Już otworzyłam usta, by jej odpowiedzieć, ale nie zdążyłam, bo poczułam, że ktoś (dobrze wiedziałam kto) chwycił mnie od tyłu za pośladek.

Nerwowo się uśmiechnęłam. Nie chciałam odgrywać scen przy kasjerce.

- Piętnaście dziewiędziesiąt pięć - powiedziała.

Wyciągnęłam w jej stronę banknot dwudziestozłotowy, gdy poczułam zimne dłonie na moim karku, a zaraz potem mokry pocałunek na mojej szyi. Drżącą ręką wzięłam od niej resztę i jak najszybciej wyszłam z sklepu.

Nie słyszałam, by ktoś za mną szedł. Wolałam się upewnić, więc odwróciłam się i... stał zaraz za mną.

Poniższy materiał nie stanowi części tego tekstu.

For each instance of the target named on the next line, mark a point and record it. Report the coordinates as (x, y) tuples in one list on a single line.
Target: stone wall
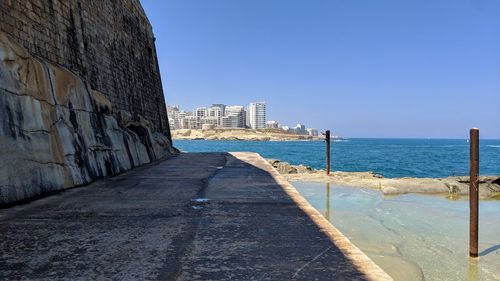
[(56, 132), (108, 43)]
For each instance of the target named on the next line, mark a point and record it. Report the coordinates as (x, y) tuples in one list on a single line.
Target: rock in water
[(56, 133)]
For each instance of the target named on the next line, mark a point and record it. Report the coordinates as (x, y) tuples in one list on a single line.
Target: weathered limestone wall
[(55, 132), (109, 44)]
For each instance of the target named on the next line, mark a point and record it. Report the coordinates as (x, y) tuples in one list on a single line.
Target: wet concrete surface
[(145, 225)]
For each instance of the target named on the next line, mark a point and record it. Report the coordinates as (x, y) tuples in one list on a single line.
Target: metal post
[(327, 139), (327, 201), (474, 192)]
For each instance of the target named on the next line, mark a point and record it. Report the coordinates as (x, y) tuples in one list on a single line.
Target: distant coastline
[(453, 187), (240, 135)]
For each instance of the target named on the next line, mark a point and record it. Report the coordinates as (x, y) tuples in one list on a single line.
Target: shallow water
[(412, 237), (389, 157)]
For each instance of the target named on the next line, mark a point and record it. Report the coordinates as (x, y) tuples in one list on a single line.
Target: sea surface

Posłałam mu zniecierpliwione spojrzenie.

- Hej, nie gniewaj się na mnie - powiedział.

Nie odpowiedziałam.

- Chciałem tylko się z tobą umówić - kontynuował.

Wydałam z siebie dźwięk, coś mniej więcej jak ,,phi" i przewróciłam oczami.

- Czego ty chcesz? - powtórzyłam.

- Przed chwilą powiedziałem.

- Ze mną? Nie żartuj sobie ze mnie.

Tym razem to on nie odpowiadał.

- Żeby przy pierwszej lepszej okazji mnie przelecieć? Daj spokój, nie jestem tego typu dziewczyną. A poza tym i tak nie wierzę, że mogłabym ci się podobać, że mogłabym podobać się w ogóle komuś- przerwałam, po czym dodałam- Założyłeś się z kimś, że mnie przelecisz?

Uśmiechnął się kpiąco, a w jego oczach pojawił się błysk. Podszedł do mnie i widziałam, że chce mnie pocałować, więc ruszyłam pędem przed siebie.

Dobiegłam do moich drzwi wejściowych, były zakluczone. Niech to szlag. Drżącą ręką próbowałam wsadzić klucz do zamka, gdy ON położył rękę na moim biodrze. Przeszedł mnie dreszcz.

- Czego chcesz?! - warknęłam. Czułam, że pojedyncza łza płynie mi po policzku.

Położył mi dłoń na policzku, po czym namiętnie pocałował.

- Do zobaczenia - powiedział, po czym odwrócił się i po prostu odszedł.